В эти дни Николай Эрдман читает Станиславскому, Лилиной, Сахновскому и Маркову «Самоубийцу». Станиславский пишет Немировичу-Данченко об этой комедии и об этом драматурге письмо восторженное, он хочет эту комедию прямо сейчас, он энергичен в своих надеждах (письмо Сталину он пишет 29 октября, Сталин {544} ему отвечает через декаду: «сделать опыт» разрешает). Как он представляет себе соседство «Страха» и «Самоубийцы» на одной сцене, трудно вычислить, в пределах композиции театра такое соседство невозможно. Но такого соседства и не будет.

«Самоубийцы» Станиславский не поставит. «Страх» в считанные рабочие часы наладит в полную меру своего дара. Премьера 24 декабря 1931 года пройдет крепко, громко.

Юрий Олеша откликнется в «Вечерней Москве»: «Когда я смотрел “Страх” и следил за переживаниями зала, я понял — существует советская публика, устанавливаются ее вкусы, симпатии, традиции».

 

В список подряд ставящихся в Художественном театре новых пьес, который мы уже приводили, между «Нашей молодостью» и «Взлетом», «Хлебом», «Страхом» входит еще одна постановка, «Три толстяка» Юрия Олеши (режиссер Н. М. Горчаков, премьера 24 мая 1930 года).

Спектакль должен был заменить изрубленную советской цензурой «Синюю птицу»; Станиславский во время весенних гастролей 1928 года в Ленинграде успел дать на то «добро», приглядывал будущего художника (думали об Акимове, но работать в спектакле выпало Б. Р. Эрдману).

Юрий Олеша был рядом с Художественным театром с середины двадцатых; он привораживал необычностью внутреннего мира и грацией его выражения; его взгляд обновлял обыденные предметы; то, чего касалось его слово, представало в небывалом повороте и в небывалом свете, поэтическом или гротескном.
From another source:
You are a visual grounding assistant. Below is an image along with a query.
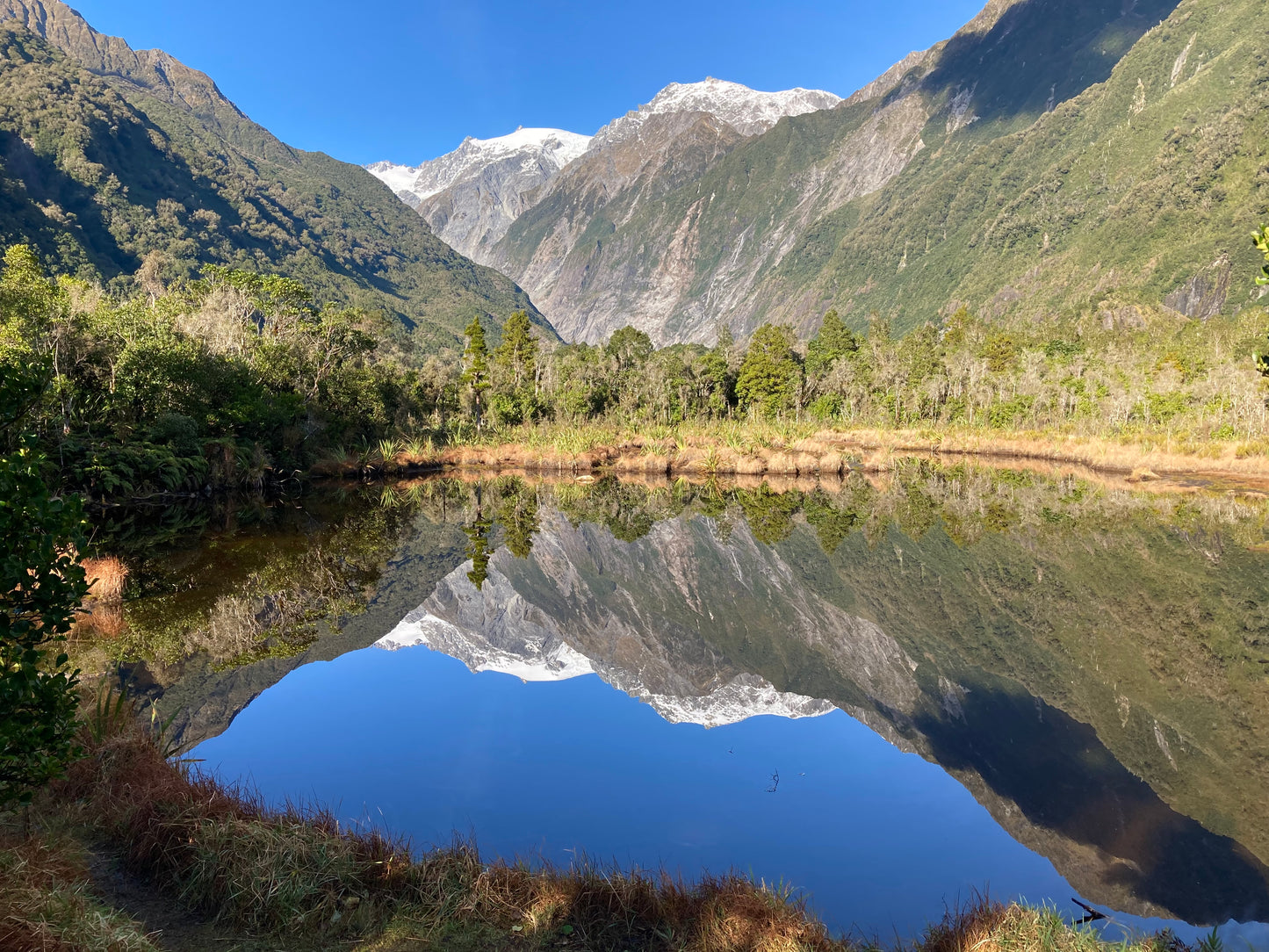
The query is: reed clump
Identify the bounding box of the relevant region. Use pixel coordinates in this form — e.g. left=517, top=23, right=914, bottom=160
left=14, top=696, right=1208, bottom=952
МХАТ переживал, что пьеса Олеши, написанная по мотивам его же повести «Зависть» (1927), оказалась у вахтанговцев («Заговор чувств», премьера 13 марта 1929 года). МХАТ имел все основания переживать: «Заговор чувств» (если бы МХАТ строил далее свою жизнь по «сонатной», музыкальной логике) был бы необходим ему во внутреннем {545} раскладе и движении тем, в их проведении в разных тональностях и на разном материале. МХАТ договорился с Олешей насчет его следующей работы, наследовавшей мотивы «Заговора чувств» и его лирическую парадоксальность («Секретные записи попутчика Занда», потом «Смерть Занда»). После десятка доработок «Смерть Занда» останется неоконченной (автор объяснит: «Та тема пошла насмарку!»). Но это уже история более поздних лет. А пока поставили не «Заговор чувств» и не «Секретные записи попутчика…», а эксцентрическое сочинение Олеши по мотивам его романа «Три толстяка».

Роман строился как фантазия о сказочном городе, о двойниках — чудесной кукле и девочке Суок, о разлученных брате и сестре, о добром докторе, о мятежном оружейнике, о народном восстании против толстяков. В пьесе усилился и стал главным мотив цирка: мир его техники и чудес, которому принадлежит Суок. Так же усилился, возобладал мотив воздуха и полета (на связке воздушных шаров летал их продавец, его восхитительно играл Топорков; для канатоходца Тибула — В. А. Синицына был перекинут узкий-узкий мостик с краю верхнего яруса на другой, — стройный и романтический, Тибул пробегал высоко над головами зрителей).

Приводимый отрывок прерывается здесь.